Maximum Score from Performing Multiplication Operations

hard dp memoization

Problem

Given arrays nums and multipliers, on step i pick either nums[front] or nums[back], multiply by multipliers[i], add to score, and remove that element. Maximize total score.

Inputnums = [1,2,3], multipliers = [3,2,1]

Output14

Pick 1·3 + 2·2 + 3·... pattern → max 14.

nums

multipliers

def maximum_score(nums, multipliers):
    m = len(multipliers)
    n = len(nums)
    dp = [[0] * (m + 1) for _ in range(m + 1)]
    for i in range(m - 1, -1, -1):
        for left in range(i, -1, -1):
            right = n - 1 - (i - left)
            dp[i][left] = max(
                nums[left] * multipliers[i] + dp[i+1][left+1],
                nums[right] * multipliers[i] + dp[i+1][left]
            )
    return dp[0][0]

function maximumScore(nums, multipliers) {
  const m = multipliers.length, n = nums.length;
  const dp = Array.from({length: m + 1}, () => new Array(m + 1).fill(0));
  for (let i = m - 1; i >= 0; i--) {
    for (let left = i; left >= 0; left--) {
      const right = n - 1 - (i - left);
      dp[i][left] = Math.max(
        nums[left] * multipliers[i] + dp[i+1][left+1],
        nums[right] * multipliers[i] + dp[i+1][left]
      );
    }
  }
  return dp[0][0];
}

class Solution {
    public int maximumScore(int[] nums, int[] multipliers) {
        int m = multipliers.length, n = nums.length;
        int[][] dp = new int[m + 1][m + 1];
        for (int i = m - 1; i >= 0; i--) {
            for (int left = i; left >= 0; left--) {
                int right = n - 1 - (i - left);
                dp[i][left] = Math.max(
                    nums[left] * multipliers[i] + dp[i+1][left+1],
                    nums[right] * multipliers[i] + dp[i+1][left]
                );
            }
        }
        return dp[0][0];
    }
}

int maximumScore(vector<int>& nums, vector<int>& multipliers) {
    int m = multipliers.size(), n = nums.size();
    vector<vector<int>> dp(m + 1, vector<int>(m + 1, 0));
    for (int i = m - 1; i >= 0; i--) {
        for (int left = i; left >= 0; left--) {
            int right = n - 1 - (i - left);
            dp[i][left] = max(
                nums[left] * multipliers[i] + dp[i+1][left+1],
                nums[right] * multipliers[i] + dp[i+1][left]
            );
        }
    }
    return dp[0][0];
}

Explanation

On each of the m steps you pick a number from either the front or the back of nums, multiply it by the matching multiplier, and add it to your score. The key insight is that the state can be described by just two numbers: how many steps you've done, and how many of those came from the front.
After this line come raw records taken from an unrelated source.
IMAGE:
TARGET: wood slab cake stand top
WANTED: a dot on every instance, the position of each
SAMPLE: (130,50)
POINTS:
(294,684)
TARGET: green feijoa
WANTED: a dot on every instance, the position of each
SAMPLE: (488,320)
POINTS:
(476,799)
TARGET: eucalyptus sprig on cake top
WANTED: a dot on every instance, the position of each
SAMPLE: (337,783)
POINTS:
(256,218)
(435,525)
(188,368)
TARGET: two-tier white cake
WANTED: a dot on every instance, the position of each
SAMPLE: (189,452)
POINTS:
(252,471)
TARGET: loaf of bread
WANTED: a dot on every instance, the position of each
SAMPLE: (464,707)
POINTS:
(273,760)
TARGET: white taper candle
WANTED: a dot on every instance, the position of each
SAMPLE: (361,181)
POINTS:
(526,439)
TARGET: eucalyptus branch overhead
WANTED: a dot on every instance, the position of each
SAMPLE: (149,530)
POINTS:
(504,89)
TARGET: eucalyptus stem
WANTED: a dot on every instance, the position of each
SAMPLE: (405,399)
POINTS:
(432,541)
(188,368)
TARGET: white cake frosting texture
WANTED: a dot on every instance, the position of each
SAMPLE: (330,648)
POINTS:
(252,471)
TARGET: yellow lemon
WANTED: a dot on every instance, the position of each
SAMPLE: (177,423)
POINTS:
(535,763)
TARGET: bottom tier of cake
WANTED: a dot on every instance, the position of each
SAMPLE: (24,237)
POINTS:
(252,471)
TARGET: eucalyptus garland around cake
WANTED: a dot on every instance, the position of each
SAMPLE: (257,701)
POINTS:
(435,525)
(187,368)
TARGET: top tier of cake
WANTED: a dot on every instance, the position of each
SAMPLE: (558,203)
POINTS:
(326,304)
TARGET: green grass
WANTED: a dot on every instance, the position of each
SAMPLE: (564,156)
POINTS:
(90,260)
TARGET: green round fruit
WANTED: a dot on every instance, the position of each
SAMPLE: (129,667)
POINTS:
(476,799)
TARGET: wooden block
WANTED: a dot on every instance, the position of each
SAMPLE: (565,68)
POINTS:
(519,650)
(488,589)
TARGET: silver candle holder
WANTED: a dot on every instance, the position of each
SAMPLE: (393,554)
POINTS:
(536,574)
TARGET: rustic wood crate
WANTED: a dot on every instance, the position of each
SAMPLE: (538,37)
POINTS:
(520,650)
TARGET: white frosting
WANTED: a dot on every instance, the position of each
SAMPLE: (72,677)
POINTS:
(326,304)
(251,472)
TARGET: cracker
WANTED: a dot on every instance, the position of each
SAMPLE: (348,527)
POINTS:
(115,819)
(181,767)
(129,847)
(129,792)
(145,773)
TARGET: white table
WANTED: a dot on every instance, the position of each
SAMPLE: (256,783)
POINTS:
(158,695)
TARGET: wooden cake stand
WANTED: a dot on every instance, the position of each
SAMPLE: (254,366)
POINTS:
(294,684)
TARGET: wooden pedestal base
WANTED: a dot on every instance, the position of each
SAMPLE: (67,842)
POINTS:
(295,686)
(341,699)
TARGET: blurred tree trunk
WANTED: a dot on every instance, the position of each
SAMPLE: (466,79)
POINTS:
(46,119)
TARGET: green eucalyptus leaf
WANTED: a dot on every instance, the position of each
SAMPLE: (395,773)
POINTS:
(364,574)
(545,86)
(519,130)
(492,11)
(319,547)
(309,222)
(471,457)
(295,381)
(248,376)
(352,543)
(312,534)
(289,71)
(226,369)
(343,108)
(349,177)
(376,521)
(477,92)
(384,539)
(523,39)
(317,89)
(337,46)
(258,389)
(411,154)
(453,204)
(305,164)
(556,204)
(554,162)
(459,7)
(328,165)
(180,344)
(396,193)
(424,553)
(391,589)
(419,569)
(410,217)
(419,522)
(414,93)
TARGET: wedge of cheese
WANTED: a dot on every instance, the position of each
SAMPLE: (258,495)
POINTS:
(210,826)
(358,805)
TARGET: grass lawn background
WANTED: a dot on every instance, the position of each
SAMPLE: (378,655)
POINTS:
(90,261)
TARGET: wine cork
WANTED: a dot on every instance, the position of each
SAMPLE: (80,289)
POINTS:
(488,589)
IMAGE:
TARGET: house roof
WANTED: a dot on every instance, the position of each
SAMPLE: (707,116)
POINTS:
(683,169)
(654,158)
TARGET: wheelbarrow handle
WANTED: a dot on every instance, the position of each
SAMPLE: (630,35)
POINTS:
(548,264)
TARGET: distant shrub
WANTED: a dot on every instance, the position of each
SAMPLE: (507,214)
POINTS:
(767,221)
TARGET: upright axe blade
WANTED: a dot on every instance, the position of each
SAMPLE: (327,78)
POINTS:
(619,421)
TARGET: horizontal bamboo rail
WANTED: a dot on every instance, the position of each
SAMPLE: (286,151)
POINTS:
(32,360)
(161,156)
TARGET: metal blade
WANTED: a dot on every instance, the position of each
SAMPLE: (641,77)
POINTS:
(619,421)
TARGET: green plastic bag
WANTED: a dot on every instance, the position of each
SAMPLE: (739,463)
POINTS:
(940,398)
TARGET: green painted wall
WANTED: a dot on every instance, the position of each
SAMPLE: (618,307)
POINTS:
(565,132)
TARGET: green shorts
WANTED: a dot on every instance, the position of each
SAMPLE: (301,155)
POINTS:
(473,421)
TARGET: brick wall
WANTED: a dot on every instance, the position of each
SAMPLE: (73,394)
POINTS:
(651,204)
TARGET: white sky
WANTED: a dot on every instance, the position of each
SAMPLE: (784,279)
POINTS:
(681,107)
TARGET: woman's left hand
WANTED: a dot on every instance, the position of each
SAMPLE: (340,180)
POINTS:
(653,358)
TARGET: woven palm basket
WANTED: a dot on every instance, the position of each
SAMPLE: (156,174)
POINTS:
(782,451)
We define dp[i][left] as the best score you can still earn starting from step i when you've already taken left numbers from the front. Knowing i and left, the back pointer is forced: right = n - 1 - (i - left).

At each state we try both moves and keep the bigger: take nums[left] * multipliers[i] and recurse with one more front pick, or take nums[right] * multipliers[i] and recurse with the back. We fill the table backwards so the future values are ready.

Example: nums = [1,2,3], multipliers = [3,2,1]. The best sequence multiplies the right numbers by the big early multipliers, reaching a total of 14, which the table reports at dp[0][0].

There are only about m²/2 useful states and each is decided in constant time, so the algorithm is O(m²).

Time: O(m²) Space: O(m²)